Julia Bullock (left), a soprano who plays Louise Clappe, practices with J’Nai Bridges (right), a mezzo-soprano who plays Josefa Segovia in the opera Girls of the Golden West. (Courtesy of Jon Else)

On the surface, the film is about the making of an opera. It is also about the actual history behind the opera and the excavation of this darker, grotesquely flamboyant side of the Gold Rush that I never knew. But it’s also a story of a hundred and some years later, these incredible young people coming together and having a great creative time telling this history. The more time we spent with the artists, the more I realized that what’s important here is the contradiction between the darkness of the history that they’re playing and the exuberance and hope and joy of the people who are doing it. 

On what the opera’s story tells us about California

Excerpt of the song Ho! for California!, composed in 1849 for gold miners heading to California overland. The verse about plenty of gold on the banks of the Sacramento may have been adopted by sailors transporting gold miners by boat, which is why the song Banks of Sacramento is a sea shanty about gold mining. (The Hutchinson’s Family Book of Words)
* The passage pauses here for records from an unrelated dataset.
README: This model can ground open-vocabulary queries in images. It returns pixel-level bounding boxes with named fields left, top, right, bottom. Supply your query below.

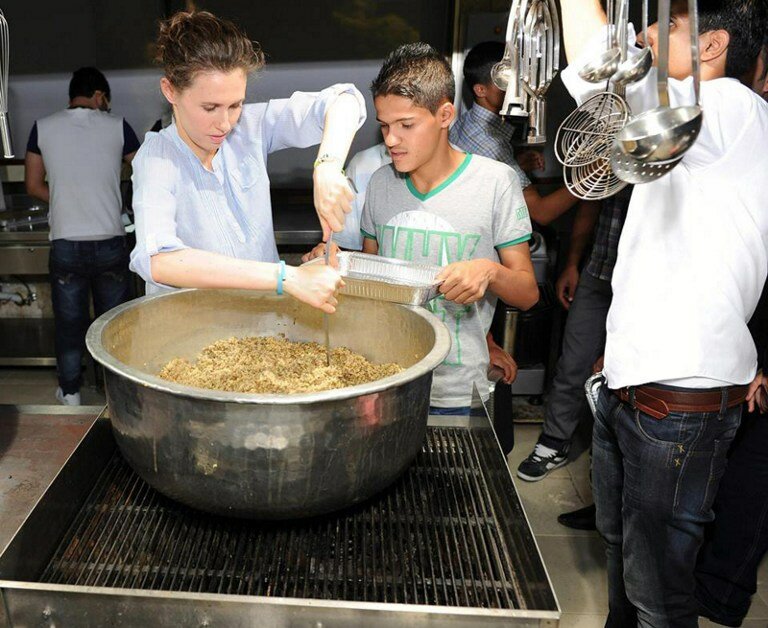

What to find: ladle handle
left=688, top=0, right=701, bottom=107
left=656, top=0, right=668, bottom=107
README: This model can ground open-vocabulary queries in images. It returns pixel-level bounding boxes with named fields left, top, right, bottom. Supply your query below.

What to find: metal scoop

I think this story tells us a lot about present-day California. The DNA of California was spawned in the Gold Rush. I came to California as a 5-year-old and drove out across the Great Plains from New York with my parents. We sang 49-er songs in the car when I was a little kid. We sang some of the songs that are in this documentary, actually, such as “Plenty of gold. So I’ve been told on the banks of the Sacramento.
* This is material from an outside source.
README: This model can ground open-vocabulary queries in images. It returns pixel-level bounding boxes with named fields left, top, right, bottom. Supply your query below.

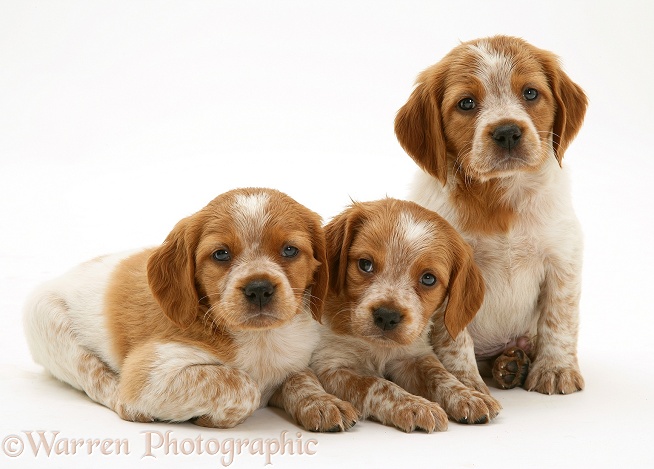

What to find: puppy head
left=325, top=199, right=484, bottom=345
left=395, top=36, right=587, bottom=184
left=148, top=189, right=328, bottom=330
The ethos of the Gold Rush was very much part of the national sensibility about California. It’s very often cited in reference to Silicon Valley. And I think the parallels were very much in our mind when we were doing this film about Silicon Valley. I mean, Silicon Valley, in many ways, is the Gold Rush without the violence. It’s a lot of mostly young, mostly white men making a lot of money really fast. 

The curse and the blessing of California is that it’s the land of unlimited opportunity. You can do what you want. There was no law in California in the Gold Rush. And I think a lot of that spirit has lived on in California.